Sequence Database Setup: General Procedure
1. Choose a name for the Database
Give the database a short, descriptive name. This is the name that will appear in the
drop-down list in the search form, so you don't want to write an essay. Note that database
names are case sensitive.
2. Create a local directory structure
The recommended arrangement is to have a dedicated directory for each database. Within this directory
are three sub-directories. The incoming directory provides a workspace for downloading and processing a new database file.
The current directory contains the active database, and this is where Mascot Monitor creates
the compressed files that will be memory mapped. The old directory is where the immediate past database files
are archived … just in case.
Points to watch:
- Giving the database and the directory the same name is usually a good idea, but is not
a requirement.
- There is no requirement for all the database directories to be placed in the mascot/sequence
directory.
- Under Windows, path and file names are not case sensitive, but it is safer to treat them as
if they were.
- Under Unix, links provide great flexibility, and the files or directories for a given database
can be located wherever convenient. If the Fasta file is actually a link, then Mascot will create the compressed
files in the directory containing the link, not in the target directory containing the Fasta file.

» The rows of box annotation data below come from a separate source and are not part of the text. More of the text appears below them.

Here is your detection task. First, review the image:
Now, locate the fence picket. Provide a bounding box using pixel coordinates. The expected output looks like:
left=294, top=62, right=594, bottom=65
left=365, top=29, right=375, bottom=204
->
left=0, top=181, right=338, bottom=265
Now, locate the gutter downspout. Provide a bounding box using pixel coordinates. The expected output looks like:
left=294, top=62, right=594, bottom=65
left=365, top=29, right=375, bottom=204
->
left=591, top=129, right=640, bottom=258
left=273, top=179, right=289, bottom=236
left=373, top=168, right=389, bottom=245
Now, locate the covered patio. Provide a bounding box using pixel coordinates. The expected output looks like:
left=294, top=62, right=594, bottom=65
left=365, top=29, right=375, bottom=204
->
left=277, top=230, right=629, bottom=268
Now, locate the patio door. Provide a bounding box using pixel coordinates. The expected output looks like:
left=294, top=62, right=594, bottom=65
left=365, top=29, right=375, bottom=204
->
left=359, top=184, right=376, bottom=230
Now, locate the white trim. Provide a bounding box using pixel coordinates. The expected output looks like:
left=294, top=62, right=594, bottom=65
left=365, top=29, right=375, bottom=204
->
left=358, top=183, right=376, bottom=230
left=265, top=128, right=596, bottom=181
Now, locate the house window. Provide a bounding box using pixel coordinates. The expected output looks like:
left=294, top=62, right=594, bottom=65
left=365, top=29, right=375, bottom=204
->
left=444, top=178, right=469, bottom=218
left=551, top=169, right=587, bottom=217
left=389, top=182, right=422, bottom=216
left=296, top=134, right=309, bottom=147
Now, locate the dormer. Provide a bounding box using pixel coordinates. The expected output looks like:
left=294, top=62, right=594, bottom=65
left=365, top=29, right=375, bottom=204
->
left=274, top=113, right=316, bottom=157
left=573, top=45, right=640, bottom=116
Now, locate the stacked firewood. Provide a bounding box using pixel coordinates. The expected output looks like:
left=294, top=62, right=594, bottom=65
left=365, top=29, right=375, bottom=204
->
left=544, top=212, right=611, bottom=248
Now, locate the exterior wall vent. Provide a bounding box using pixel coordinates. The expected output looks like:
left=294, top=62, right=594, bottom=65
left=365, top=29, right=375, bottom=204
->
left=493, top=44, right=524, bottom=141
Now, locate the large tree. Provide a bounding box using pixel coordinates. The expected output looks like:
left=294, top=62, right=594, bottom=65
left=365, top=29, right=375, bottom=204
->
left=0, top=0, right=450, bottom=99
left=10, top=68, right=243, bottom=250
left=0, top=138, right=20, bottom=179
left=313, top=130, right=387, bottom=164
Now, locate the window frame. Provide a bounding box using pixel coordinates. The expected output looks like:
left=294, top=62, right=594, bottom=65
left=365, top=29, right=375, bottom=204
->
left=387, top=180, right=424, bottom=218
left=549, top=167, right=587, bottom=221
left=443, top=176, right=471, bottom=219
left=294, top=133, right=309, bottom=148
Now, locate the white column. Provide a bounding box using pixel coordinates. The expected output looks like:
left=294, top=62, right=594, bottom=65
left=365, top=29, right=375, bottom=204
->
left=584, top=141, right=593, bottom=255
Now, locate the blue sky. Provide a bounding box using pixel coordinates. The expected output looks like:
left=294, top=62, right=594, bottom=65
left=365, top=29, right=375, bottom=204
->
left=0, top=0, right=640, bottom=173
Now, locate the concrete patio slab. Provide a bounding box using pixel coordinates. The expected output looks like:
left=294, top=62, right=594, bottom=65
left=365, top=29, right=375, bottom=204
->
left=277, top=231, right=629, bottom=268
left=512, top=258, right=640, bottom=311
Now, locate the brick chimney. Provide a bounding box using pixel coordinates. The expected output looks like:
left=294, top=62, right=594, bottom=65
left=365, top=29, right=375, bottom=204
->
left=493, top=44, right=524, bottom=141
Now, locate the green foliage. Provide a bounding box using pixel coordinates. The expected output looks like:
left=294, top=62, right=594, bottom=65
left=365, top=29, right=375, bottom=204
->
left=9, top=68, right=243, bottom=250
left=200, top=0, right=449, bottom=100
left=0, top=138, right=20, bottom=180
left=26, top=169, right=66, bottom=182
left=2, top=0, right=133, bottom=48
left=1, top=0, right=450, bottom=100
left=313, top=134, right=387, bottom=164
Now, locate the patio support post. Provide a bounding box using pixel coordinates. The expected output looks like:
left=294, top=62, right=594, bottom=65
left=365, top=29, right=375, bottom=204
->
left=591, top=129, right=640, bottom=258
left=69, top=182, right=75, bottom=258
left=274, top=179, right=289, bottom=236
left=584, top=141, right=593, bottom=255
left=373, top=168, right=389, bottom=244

If you want the compressed files to be on a remote drive, you can do this by making a link at the
directory level. However, ensure that the network bandwidth is sufficient, and that the operating system
supports memory mapping of NFS mounted files.
- Mascot does not support Windows UNC paths.
3. Download the database files
Download at least one release of the database manually, so as to verify the filenames and URLs. If the
database is not pre-defined in the Mascot help text or in the database update script, make
careful notes of which files are required, where they come from, and any processing that is required.
Mascot can search any FASTA format sequence database. The FASTA format is extremely simple.
Each entry consists of a one line title followed by one or more lines containing the
sequence data in 1 letter code. FASTA databases can contain either amino acid sequences or nucleic
acid sequences, but not both. Nucleic acid databases are translated on the fly by Mascot in all six
reading frames.
The FASTA title line begins with a "greater than" character, followed by one or more accession strings,
and an optional text string describing the entry. Apart from the use of the "greater than" character,
the precise syntax of the title line is not defined. The title line is delimited from
the sequence that follows by a platform dependent new line character.
Line lengths vary between databases;
anything from 60 characters to a thousand or more. Mascot can handle lines up to 50,000 characters long.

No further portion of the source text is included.